O celular virou professor de redação. Mesclando processamento de linguagem natural em português, redes neurais e deep learning, a startup brasileira Corrijaê está desenvolvendo um app homônimo que corrige em poucos minutos uma redação e aponta onde o estudante precisa melhorar. O público-alvo são principalmente candidatos do Enem que queiram praticar com mais frequência suas habilidades em redação. Uma versão beta está em testes e o lançamento nas lojas de aplicativos acontecerá em breve.
O app sugere os temas para as redações. Na versão em testes estão disponíveis aqueles que fizeram parte das provas do Enem de 2018 e 2019: manipulação do comportamento do usuário através do controle de seus dados na Internet; e democratização do acesso ao cinema no Brasil, respectivamente. O estudante deve escolher um e escrever sua redação à mão, em um papel. O passo seguinte é fotografá-la e enviar pelo app. Um software de OCR procura identificar o que está escrito e devolve a redação digitalizada para o usuário revisá-la e corrigir possíveis erros. Em seguida, o texto é submetido para correção pelo software do Corrijaê. Em poucos minutos o usuário recebe de volta sua nota.
“Enquanto a correção humana leva dias, a nossa é feita em minutos”, compara André Paraense, um dos cofundadores do Corrijaê.
Para calcular a nota, o aplicativo analisa diversos aspectos, como erros ortográficos e gramaticais; nível de vocabulário; relação com o tema; coesão entre as frases; clareza das sentenças; e ausência de termos depreciativos. Aspectos mais subjetivos, como a concatenação de ideias, a qualidade argumentativa e a proposta de solução na conclusão não são considerados por enquanto. “Se tivermos boas características gramaticais e coerência, conseguimos uma acurácia boa na nota final, pois em uma redação com muitos erros outras competências ficam comprometidas”, explica Evelin Amorim, outra cofundadora da startup.

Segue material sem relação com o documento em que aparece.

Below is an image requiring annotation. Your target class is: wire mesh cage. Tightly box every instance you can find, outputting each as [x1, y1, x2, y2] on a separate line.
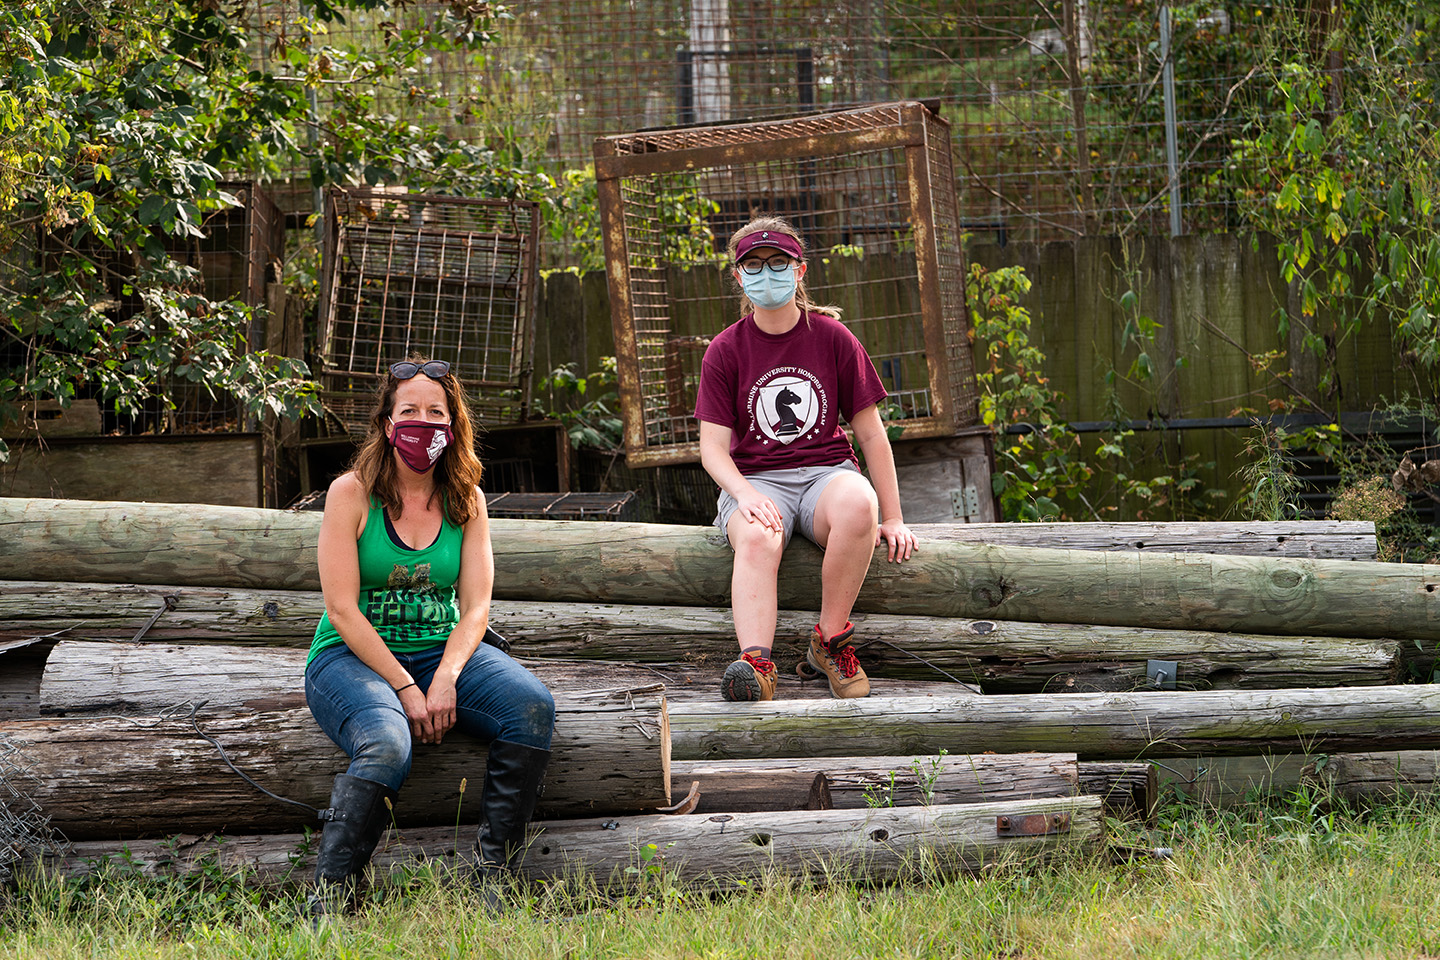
[243, 0, 1276, 255]
[22, 181, 284, 436]
[316, 189, 541, 433]
[595, 100, 978, 467]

Como base de dados para o treinamento do algoritmo, o Corrijaê utilizou mais de 10 mil redações do UOL e do portal Brasil Escola. Além disso, são coletadas pela Internet redações postadas por estudantes.
Amorim argumenta que a correção automática pode ser mais justa e precisa que a humana. “A correção humana no Enem é bem heterogênea. Na edição de 2017, 40% das redações tiveram discrepância grande na nota”, relata. Nos casos em que o Corrijaê deu uma nota muito diferente daquela do UOL para a mesma redação, Amorim pediu que uma amiga de Letras fizesse uma terceira correção. Resultado: a avaliação da amiga ficou mais próxima daquela feita automaticamente pelo Corrijaê que a do UOL, que é calculada por humanos.

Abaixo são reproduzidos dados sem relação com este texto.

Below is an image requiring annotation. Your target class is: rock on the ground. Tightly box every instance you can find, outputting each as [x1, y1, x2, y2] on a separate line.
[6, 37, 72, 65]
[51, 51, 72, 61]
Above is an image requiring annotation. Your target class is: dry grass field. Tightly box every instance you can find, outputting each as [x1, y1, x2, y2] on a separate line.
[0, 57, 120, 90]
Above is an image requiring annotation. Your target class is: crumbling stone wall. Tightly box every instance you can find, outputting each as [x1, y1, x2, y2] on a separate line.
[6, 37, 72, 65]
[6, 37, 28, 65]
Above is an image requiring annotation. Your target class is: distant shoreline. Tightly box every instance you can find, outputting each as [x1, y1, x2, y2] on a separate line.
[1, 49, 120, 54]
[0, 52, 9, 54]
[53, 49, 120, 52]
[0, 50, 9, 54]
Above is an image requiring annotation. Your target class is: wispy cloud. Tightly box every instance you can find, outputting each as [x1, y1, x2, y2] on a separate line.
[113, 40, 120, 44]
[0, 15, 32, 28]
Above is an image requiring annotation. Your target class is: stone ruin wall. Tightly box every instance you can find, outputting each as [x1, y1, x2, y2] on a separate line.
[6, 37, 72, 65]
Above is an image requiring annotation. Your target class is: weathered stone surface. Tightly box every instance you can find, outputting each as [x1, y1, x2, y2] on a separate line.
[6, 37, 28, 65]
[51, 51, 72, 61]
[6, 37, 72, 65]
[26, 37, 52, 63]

O modelo de negócios para monetização do Corrijaê ainda não foi definido. Uma das possibilidades em análise seria cobrar uma assinatura para a correção de um determinado número de redações.
Academia e mercado
Os sócios do Corrijaê combinam talentos de negócios e acadêmicos. Enquanto Paraense tem experiência em startups de tecnologia e educação, Amorim é doutora em ciência da computação pela UFMG. Sua tese de doutorado foi sobre modelos para correção automática de redações em português e para detecção automática de viés humano na correção de textos. A tese serviu de base para a construção do Corrijaê.

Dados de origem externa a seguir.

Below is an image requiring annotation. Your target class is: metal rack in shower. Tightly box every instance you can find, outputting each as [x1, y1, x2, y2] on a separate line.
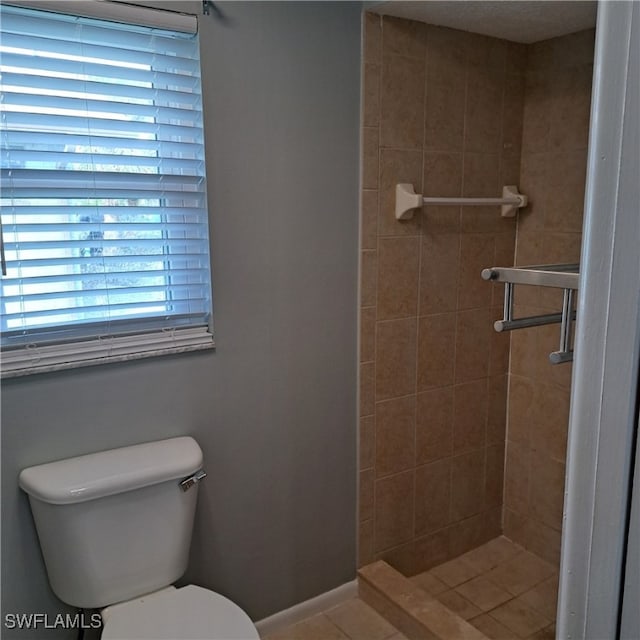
[482, 264, 579, 364]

“A academia é criticada por não dar resultado prático, e esse é um exemplo legal de como uma pesquisa de qualidade pode gerar um produto inovador e com potencial para ser global”, avalia Paraense. Amorim complementa: “Como acadêmica, estou acostumada a produzir artigos. É legal ver alguém usando na prática a sua pesquisa, ainda mais hoje em dia, em que se cortou muito da verba para as universidades públicas. Encaro como um exemplo de como a pesquisa pode ter impacto direto e prático na sociedade.”